Your online presence if your first impression. If your website seems cluttered and disorganized, that is the impression you are giving to your visitors. Make sure that you utilize plenty of whitespace and the most important content is within the first few pages.


KISS (Keep It Simple Silly)

Your website is not truly done until you can no longer take anything else away. Remember that the web is much different than the offline world. You do not have the luxury of voice intonation, inflection, body language, or simply beating around the bush - website surfers have a lot less patience. Internet users are looking for valid and useful content, quickly. Anything that stands in their way or slows them down simply agrrevates them and may very well cause you to loose a website visitors.

Market your website to the right audience

If you’re selling widgets, it’s not going to do you very much good to advertise in the sprockets forum. Find websites and other avenues of advertisement that compliments your website’s products and services. Ask yourself who your target audience will be and begin a bit of user testing to find out where they would expect to find your website, how easy your site was to navigate, and what they think you can do to improve your site. Remind your visitors that what they say matters to you and that you do listen and no matter who your audience is, try to keep a certain level of personalization.

Don’t plagerize

Yes, this should be an obvious one, but doing a few quick searches on various sites dedicated to revealing plagerizers will show you that plagerizing is not as uncommon as you might think. Yes the internet is a big place. Yes there are billions of website, but no, plagerism isn’t good for your site and it’s certainly not the message you want to send to your visitors once they find out your site was featured on pirated-sites.com or a comparable alternate. Not only is plagerism “not cool”, it’s also illegal. Make sure you read copyright information and when in doubt - ask the webmaster or author. When you do use someone else’s work on your website, make sure that you give full credit to the copyright owner (and a link would be nice also). If you do not know who deserves credit, place a small note to let everyone know that it is not your original work and a link to where you originally found it.

Think of building a website as a roadtrip.
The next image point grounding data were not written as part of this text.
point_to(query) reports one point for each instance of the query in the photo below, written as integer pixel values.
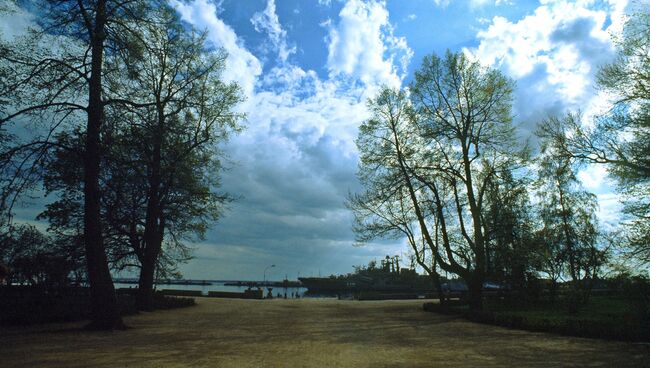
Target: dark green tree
(568, 213)
(427, 163)
(620, 139)
(57, 74)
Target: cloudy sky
(307, 68)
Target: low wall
(176, 292)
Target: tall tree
(620, 139)
(387, 143)
(191, 113)
(568, 213)
(434, 158)
(49, 82)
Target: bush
(30, 305)
(622, 325)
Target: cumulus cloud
(241, 66)
(362, 45)
(296, 161)
(267, 21)
(553, 54)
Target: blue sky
(307, 68)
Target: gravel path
(306, 333)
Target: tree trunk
(475, 287)
(153, 221)
(435, 279)
(104, 310)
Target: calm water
(219, 286)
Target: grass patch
(603, 317)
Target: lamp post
(264, 282)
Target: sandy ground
(306, 333)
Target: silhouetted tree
(57, 75)
(568, 213)
(426, 164)
(620, 139)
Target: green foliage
(603, 317)
(40, 260)
(29, 305)
(568, 215)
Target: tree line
(118, 110)
(442, 167)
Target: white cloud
(362, 45)
(297, 158)
(553, 54)
(241, 65)
(267, 21)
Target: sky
(307, 69)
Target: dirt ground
(306, 333)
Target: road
(306, 333)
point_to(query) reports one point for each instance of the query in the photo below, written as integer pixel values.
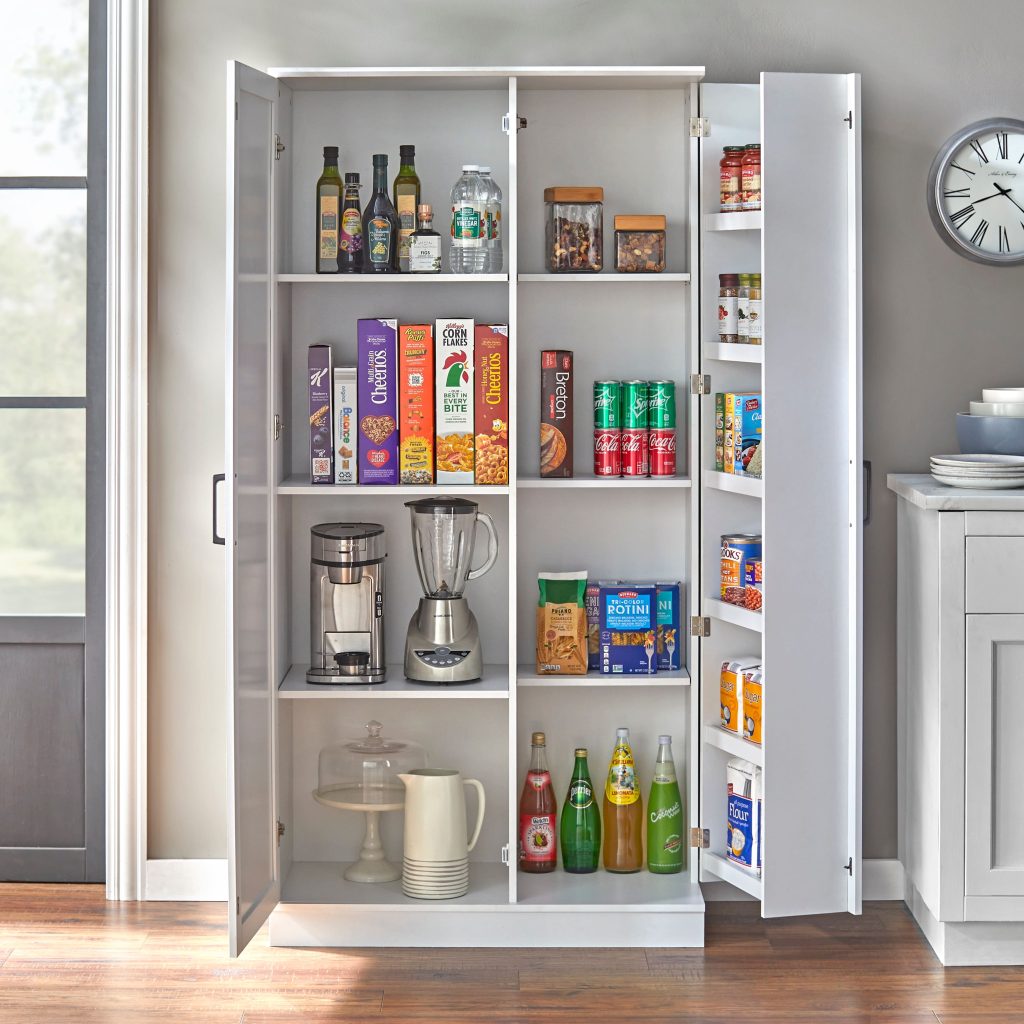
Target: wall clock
(976, 192)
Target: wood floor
(68, 955)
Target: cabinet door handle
(217, 478)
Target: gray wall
(937, 328)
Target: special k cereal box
(416, 402)
(491, 357)
(454, 411)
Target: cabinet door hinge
(699, 127)
(699, 626)
(520, 123)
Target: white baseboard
(883, 880)
(186, 881)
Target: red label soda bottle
(636, 461)
(607, 428)
(662, 412)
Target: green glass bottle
(406, 195)
(580, 829)
(328, 213)
(666, 820)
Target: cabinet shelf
(299, 484)
(752, 485)
(392, 279)
(740, 220)
(723, 868)
(736, 745)
(733, 613)
(609, 482)
(526, 676)
(729, 352)
(494, 686)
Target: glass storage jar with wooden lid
(640, 243)
(573, 233)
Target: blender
(443, 642)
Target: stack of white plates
(979, 471)
(437, 879)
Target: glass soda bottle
(469, 220)
(538, 814)
(623, 810)
(580, 828)
(666, 849)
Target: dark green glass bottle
(580, 829)
(380, 225)
(328, 213)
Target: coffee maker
(443, 643)
(346, 603)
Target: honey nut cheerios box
(454, 409)
(491, 357)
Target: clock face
(976, 192)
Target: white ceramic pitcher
(435, 814)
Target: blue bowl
(990, 434)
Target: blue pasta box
(628, 614)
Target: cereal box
(670, 652)
(730, 689)
(378, 400)
(628, 621)
(491, 355)
(416, 403)
(345, 426)
(742, 826)
(454, 411)
(321, 444)
(743, 414)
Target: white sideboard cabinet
(961, 639)
(652, 137)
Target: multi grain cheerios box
(454, 408)
(491, 356)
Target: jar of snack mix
(640, 244)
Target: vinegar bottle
(538, 813)
(624, 821)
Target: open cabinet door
(253, 880)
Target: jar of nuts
(573, 232)
(640, 244)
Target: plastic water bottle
(495, 261)
(469, 221)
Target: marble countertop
(923, 489)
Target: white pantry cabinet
(652, 137)
(961, 634)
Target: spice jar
(573, 231)
(639, 244)
(755, 316)
(730, 178)
(728, 296)
(750, 177)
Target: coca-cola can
(662, 445)
(635, 456)
(607, 452)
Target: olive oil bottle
(328, 213)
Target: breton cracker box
(321, 444)
(346, 426)
(416, 403)
(377, 366)
(628, 621)
(454, 409)
(491, 356)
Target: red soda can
(607, 428)
(634, 443)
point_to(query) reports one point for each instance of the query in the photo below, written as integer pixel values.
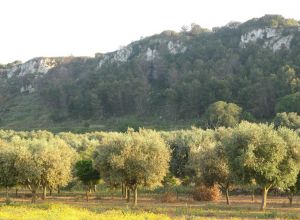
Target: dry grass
(185, 208)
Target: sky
(34, 28)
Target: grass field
(74, 206)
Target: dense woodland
(170, 87)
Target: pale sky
(32, 28)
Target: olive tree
(8, 172)
(133, 158)
(214, 165)
(259, 152)
(43, 163)
(290, 120)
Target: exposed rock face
(121, 56)
(27, 88)
(37, 65)
(273, 38)
(176, 47)
(151, 54)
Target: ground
(150, 207)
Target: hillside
(166, 79)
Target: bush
(169, 196)
(203, 193)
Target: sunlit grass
(61, 212)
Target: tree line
(247, 155)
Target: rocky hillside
(166, 77)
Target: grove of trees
(260, 155)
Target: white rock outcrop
(119, 56)
(273, 38)
(151, 54)
(37, 65)
(176, 47)
(29, 88)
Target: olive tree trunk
(33, 193)
(264, 198)
(17, 192)
(252, 195)
(135, 196)
(44, 197)
(290, 197)
(227, 196)
(128, 195)
(7, 193)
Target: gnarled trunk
(227, 196)
(33, 193)
(7, 193)
(264, 198)
(290, 197)
(44, 193)
(252, 195)
(128, 195)
(135, 196)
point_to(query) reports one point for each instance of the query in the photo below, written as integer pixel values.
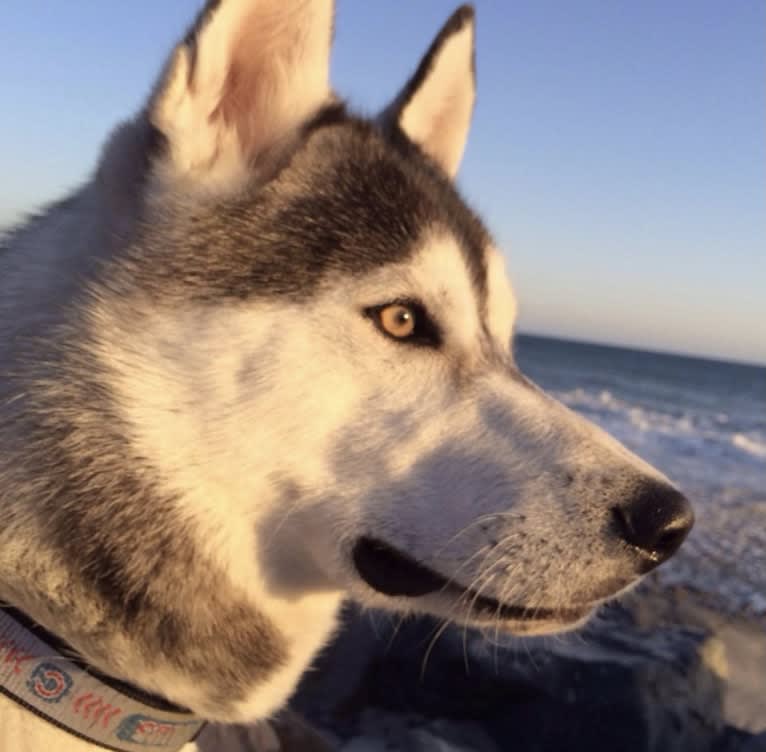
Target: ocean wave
(690, 428)
(750, 445)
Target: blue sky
(618, 150)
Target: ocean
(703, 423)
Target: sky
(617, 153)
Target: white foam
(748, 444)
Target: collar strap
(76, 698)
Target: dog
(262, 362)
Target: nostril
(656, 520)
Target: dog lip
(391, 572)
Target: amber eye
(397, 320)
(406, 321)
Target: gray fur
(111, 308)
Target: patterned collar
(79, 700)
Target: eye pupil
(397, 320)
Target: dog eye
(405, 321)
(398, 320)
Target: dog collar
(81, 701)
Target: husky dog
(261, 362)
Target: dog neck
(44, 678)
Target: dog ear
(248, 74)
(434, 108)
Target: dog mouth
(390, 572)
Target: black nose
(656, 520)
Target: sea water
(703, 423)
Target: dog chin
(409, 585)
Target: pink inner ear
(265, 62)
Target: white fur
(287, 431)
(438, 116)
(257, 71)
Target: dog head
(306, 335)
There are steps you need to take in order to make it fun, enlightening, and safe all around. If you’re not organized or planning for a success, it will reflect itself in your website. It’s best to map out on paper what you intend to do, the goals of your website, how you hope to achieve those goals, your timelines and develop your content before you even order your domain name. If website planning doesn’t seem like an easy task for you or you really don’t know where to begin, try picking up a copy of Web Design on a Shoestring by Carrie Bickner at amazon.com or overstock.com. This book contains some helpful hints and tips for organizing and setting up your website project as well as resources to help you get the most out of your website project.